A good way to get started is by writing life sketches, short summaries of your ancestor’s life story. Fortunately, you have most of the information you need to get started. If you’re using software such as Family Tree Maker or a web application such as Ancestry.com, there is probably a timeline view. What it’s called may vary from application to application, but it is a list of facts or events in your ancestor’s life in chronological order, along with supporting documentation for each. If you’re not using software that does this get out a piece of paper and start listing events in chronological order. Include the time and place (if you have it), a description of the event, an information source (such as a birth certificate, parish register or grave marker), and be sure to leave room for additional details. Most of the time this will be all you have, but keep your eyes out for additional details. Maybe you will know a bit about the church where your ancestors were married, or the town where they lived. Perhaps your ancestor owned property. How much? Where? What did he or she do with it? It may have been a farm or ranch, or it may have been a business such as store or blacksmith shop. It’s details like this that allow you to piece together a picture of your ancestor’s life.
The next step is to write this information out in the form of declarative sentences. In can help to imagine that a family member or friend has asked you to tell him or her about your ancestor. You might say something like: “David Andrews was born in a small town not far from Cleveland, Ohio. He was the third of seven children.” Don’t worry if you only have one or a few sentences for each event you have recorded. That’s okay. You can always go back and add more information later, when it becomes available to you. Right now, you’re just trying to take compiled information and put it down in narrative form. You can worry about polishing it later. Remember also that you have a lot of ancestors, and multiple life events for each of them. You will be busy!

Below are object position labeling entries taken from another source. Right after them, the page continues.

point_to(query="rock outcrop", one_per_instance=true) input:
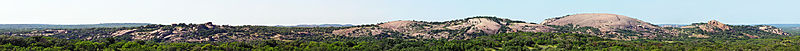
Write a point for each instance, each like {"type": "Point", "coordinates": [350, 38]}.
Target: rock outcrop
{"type": "Point", "coordinates": [772, 29]}
{"type": "Point", "coordinates": [464, 29]}
{"type": "Point", "coordinates": [602, 21]}
{"type": "Point", "coordinates": [609, 25]}
{"type": "Point", "coordinates": [711, 26]}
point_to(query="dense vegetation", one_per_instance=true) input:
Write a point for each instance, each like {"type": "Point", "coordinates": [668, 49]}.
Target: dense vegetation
{"type": "Point", "coordinates": [504, 41]}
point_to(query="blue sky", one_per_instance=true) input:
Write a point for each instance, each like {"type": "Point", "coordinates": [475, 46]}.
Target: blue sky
{"type": "Point", "coordinates": [290, 12]}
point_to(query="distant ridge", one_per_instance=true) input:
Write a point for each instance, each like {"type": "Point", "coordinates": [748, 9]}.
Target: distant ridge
{"type": "Point", "coordinates": [318, 25]}
{"type": "Point", "coordinates": [70, 26]}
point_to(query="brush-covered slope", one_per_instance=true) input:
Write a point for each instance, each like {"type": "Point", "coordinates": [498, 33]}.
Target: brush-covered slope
{"type": "Point", "coordinates": [456, 29]}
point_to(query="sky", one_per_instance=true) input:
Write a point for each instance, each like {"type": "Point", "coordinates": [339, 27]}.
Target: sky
{"type": "Point", "coordinates": [292, 12]}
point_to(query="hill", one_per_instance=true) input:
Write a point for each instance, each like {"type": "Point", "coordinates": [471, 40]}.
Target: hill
{"type": "Point", "coordinates": [53, 26]}
{"type": "Point", "coordinates": [610, 26]}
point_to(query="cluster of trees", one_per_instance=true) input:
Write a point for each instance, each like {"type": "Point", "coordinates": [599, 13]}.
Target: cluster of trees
{"type": "Point", "coordinates": [503, 41]}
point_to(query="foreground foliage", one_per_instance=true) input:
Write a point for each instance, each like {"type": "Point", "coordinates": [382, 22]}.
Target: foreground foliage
{"type": "Point", "coordinates": [504, 41]}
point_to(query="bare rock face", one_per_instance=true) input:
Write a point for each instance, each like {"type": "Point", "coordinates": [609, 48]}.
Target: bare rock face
{"type": "Point", "coordinates": [602, 21]}
{"type": "Point", "coordinates": [610, 25]}
{"type": "Point", "coordinates": [436, 30]}
{"type": "Point", "coordinates": [712, 26]}
{"type": "Point", "coordinates": [772, 29]}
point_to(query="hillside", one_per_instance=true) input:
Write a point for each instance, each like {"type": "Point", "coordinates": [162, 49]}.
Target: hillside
{"type": "Point", "coordinates": [53, 26]}
{"type": "Point", "coordinates": [591, 31]}
{"type": "Point", "coordinates": [610, 26]}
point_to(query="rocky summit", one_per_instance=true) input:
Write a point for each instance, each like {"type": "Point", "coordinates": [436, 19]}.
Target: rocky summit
{"type": "Point", "coordinates": [609, 26]}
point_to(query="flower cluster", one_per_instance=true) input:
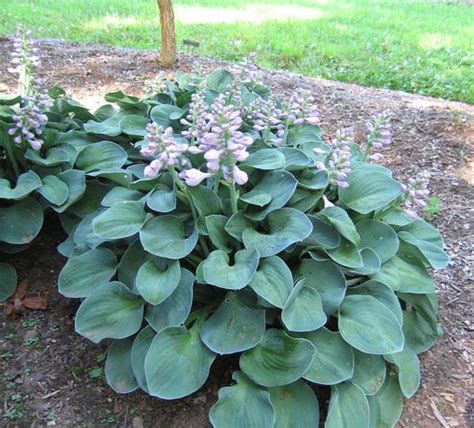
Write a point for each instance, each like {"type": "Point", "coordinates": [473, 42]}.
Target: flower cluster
{"type": "Point", "coordinates": [416, 193]}
{"type": "Point", "coordinates": [380, 134]}
{"type": "Point", "coordinates": [162, 144]}
{"type": "Point", "coordinates": [338, 163]}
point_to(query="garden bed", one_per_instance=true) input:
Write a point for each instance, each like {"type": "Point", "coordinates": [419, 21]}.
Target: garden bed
{"type": "Point", "coordinates": [52, 374]}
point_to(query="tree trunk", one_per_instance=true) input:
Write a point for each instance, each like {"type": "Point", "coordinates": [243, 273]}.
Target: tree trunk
{"type": "Point", "coordinates": [168, 39]}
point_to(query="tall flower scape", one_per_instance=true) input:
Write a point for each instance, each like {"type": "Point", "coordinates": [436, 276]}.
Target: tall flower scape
{"type": "Point", "coordinates": [210, 218]}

There’s a funny thing about writing. When you start writing life sketches you will most likely start thinking of questions you hadn’t thought to ask, and you may discover you know more than you realized. So just start. Recording life events in narrative form may seem like a mechanical exercise at first, but you’re sure to find that some of your ancestors’ life stories will really start coming together, and you will soon discover that you have some interesting stories to tell. You probably already do. And if other people in your family are asking you about your ancestors, you know that you do.